Прямо в казарме без видимых причин умер Дима Кабанцев, ротный повар, по прозвищу Шиза. Он долго валялся в госпитале с повышенной температурой, то выписываясь, то вновь отправляясь в санчасть. В тот злополучный день Кабанцев отстоял наряд и свалился в койку. Старшина, решивший сутки назад, что не фиг повару баклуши бить и поставивший его в наряд, сдал дежурство Кузнецову и ушел отдыхать. Шиза молча лежал на кровати, а перед отбоем вдруг начал корчиться.
Тулин, валявшийся на соседней кровати, и слушавший россказни ротного писаря Никиты Шмелева, вдруг настороженно повел ушами.
— Шиза, ты чего? — спросил он.
Шмелев оборвал рассказ на полуслове и направился к кровати Кабанцева, опустил руку ему на лоб и испуганно отдернул ее.
— Помираю! — вдруг взвыл Шиза. Шмелев отошел в сторону.
— У него лоб мокрый и ледяной, — вполголоса произнес он, — и пальцы как у покойника. С ним что-то не то…
Встать самостоятельно Кабанцев не смог. Пара крепких парней отнесли его в санчасть на одеяле. Тулин плохо спал ночью и видел, как к кровати Шмелева подошел Кузнецов и потряс его за плечо. Никита в одних трусах и тапках, сняв с шеи ключ от канцелярии, вошел туда. Когда Кузнецов ушел, Шмелев вышел с застывшим лицом, запер канцелярию и сел на кровать.
— Что? — тихо спросил Тулин.
— Шиза умер, — не поворачиваясь, ответил Никита и лег на кровать.
Кузнецова потом таскали особисты, хотя вины его не было. Объяснить тупому капитану, что диагноз все-таки ставил не он, а военный госпиталь было тяжеловато. Однако это не шло ни в какое сравнение с разговором родителей Димы Кабанцева. Они приехали из Петербурга на следующий же день. Мать тихо плакала в канцелярии, куда Никита носил воду кружками. Отец Шизы курил, не замечая, что сыплет пепел себе на брюки и уже прожег их в двух местах.
Ночью, когда несколько парней собрались в ротном спортзале помянуть Шизу, Тулин спросил:
— От чего он умер-то?
— Не знаю, — устало ответил Никита. — Никто не знает, даже врачи. Причину смерти так и не установили. Врачи говорят — сердце. А родители его сказали, что сердце у него было здоровое. Хотя у нас такие врачи, что я не удивлюсь, если у него почки не было, и никто этого не заметил.
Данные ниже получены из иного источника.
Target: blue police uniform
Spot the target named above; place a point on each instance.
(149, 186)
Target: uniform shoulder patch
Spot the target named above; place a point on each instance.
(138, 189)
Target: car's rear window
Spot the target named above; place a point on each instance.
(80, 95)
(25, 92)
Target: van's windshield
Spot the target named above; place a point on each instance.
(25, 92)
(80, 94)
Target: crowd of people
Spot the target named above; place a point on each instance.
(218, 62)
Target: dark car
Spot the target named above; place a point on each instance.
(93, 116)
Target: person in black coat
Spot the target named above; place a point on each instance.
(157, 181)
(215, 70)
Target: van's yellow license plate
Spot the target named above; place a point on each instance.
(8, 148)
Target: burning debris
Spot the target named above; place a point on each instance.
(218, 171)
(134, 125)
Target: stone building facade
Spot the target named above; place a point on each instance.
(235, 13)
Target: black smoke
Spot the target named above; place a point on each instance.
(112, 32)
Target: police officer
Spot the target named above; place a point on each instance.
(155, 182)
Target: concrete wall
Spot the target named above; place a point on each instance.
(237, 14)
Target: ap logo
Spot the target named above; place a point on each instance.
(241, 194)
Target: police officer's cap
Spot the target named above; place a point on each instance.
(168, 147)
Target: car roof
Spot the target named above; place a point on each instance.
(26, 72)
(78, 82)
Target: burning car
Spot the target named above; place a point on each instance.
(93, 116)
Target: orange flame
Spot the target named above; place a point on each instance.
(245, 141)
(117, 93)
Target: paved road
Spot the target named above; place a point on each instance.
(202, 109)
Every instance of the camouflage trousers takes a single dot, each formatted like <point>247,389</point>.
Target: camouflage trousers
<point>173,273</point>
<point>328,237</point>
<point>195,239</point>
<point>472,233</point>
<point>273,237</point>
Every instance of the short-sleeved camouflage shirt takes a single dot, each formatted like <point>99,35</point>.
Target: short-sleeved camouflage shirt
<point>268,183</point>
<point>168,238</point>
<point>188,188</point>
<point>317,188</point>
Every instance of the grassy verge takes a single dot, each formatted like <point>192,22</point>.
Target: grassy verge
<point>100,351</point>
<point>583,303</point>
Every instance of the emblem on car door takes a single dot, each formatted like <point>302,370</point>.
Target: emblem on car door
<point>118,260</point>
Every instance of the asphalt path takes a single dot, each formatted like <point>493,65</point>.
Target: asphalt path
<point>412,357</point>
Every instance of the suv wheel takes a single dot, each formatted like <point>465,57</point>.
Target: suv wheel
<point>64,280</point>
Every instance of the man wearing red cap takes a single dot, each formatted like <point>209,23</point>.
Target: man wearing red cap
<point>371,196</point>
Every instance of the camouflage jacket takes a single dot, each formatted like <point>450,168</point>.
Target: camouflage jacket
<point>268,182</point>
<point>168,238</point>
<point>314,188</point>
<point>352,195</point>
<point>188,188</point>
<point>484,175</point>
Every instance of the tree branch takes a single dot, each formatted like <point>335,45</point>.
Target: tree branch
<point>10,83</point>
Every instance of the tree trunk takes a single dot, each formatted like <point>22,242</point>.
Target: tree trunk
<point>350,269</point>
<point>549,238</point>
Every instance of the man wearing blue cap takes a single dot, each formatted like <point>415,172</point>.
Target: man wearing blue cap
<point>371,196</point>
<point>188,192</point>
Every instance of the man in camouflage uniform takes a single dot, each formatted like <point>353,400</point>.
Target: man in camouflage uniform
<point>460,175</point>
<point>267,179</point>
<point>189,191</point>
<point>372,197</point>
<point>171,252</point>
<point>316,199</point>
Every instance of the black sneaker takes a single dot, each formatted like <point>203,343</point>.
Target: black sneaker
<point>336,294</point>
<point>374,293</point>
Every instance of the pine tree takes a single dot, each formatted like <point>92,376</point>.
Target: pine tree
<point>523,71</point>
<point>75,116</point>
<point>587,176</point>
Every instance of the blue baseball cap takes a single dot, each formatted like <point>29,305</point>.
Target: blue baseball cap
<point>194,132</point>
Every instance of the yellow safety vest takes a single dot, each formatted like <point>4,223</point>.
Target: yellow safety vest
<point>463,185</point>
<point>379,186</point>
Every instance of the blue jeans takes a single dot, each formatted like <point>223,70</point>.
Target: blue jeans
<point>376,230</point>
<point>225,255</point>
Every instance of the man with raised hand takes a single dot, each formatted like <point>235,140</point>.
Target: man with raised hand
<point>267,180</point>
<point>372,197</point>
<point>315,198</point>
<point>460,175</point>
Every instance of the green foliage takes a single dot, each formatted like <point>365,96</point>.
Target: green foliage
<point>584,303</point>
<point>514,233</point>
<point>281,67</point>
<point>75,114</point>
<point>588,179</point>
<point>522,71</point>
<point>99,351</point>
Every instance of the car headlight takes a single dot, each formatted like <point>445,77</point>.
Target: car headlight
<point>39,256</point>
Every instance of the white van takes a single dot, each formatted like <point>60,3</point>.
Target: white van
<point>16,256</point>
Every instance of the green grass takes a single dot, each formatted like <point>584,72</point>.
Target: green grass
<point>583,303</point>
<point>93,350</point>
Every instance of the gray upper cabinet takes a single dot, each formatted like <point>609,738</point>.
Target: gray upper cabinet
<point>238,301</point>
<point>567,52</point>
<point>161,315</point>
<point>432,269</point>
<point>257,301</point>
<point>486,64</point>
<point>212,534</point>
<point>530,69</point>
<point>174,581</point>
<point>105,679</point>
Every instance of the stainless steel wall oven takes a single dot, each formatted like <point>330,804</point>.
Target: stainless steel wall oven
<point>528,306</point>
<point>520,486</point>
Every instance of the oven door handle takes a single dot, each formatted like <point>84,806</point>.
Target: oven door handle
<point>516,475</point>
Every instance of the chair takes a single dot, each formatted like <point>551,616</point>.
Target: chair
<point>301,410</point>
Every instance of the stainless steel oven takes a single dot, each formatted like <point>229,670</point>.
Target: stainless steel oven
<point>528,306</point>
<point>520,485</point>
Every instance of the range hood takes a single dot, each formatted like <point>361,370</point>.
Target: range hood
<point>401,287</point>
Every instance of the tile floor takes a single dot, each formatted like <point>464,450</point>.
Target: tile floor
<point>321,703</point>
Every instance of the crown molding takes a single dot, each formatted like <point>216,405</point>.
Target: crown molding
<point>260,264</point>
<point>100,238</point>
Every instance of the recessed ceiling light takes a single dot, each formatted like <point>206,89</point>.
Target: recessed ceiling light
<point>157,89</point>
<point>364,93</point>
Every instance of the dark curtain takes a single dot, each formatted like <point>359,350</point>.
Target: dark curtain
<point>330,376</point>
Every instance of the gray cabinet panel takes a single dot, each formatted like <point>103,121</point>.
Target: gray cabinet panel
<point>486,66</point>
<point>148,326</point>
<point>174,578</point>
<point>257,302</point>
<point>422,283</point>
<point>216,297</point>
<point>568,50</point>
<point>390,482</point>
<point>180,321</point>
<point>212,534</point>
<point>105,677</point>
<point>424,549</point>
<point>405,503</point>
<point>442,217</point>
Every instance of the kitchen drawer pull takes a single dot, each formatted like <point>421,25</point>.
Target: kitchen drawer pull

Пить водку из армейских кружек неудобно, но этого никто не замечал. Водка слегка отдавала металлом и чаем, потому что кружки собирали наспех и никто их толком не мыл. "Духов" решили не поднимать, Шиза был уже "дедом", поминали его своим призывом.
— Он по духанке бывало картоху жарит дембелям, так сам даже не попробует, — тяжело вздохнул здоровенный парень, которого так и называли — Большой. — Отощал, кожа да кости… Он ведь самым безотказным был, всегда больше всех летал.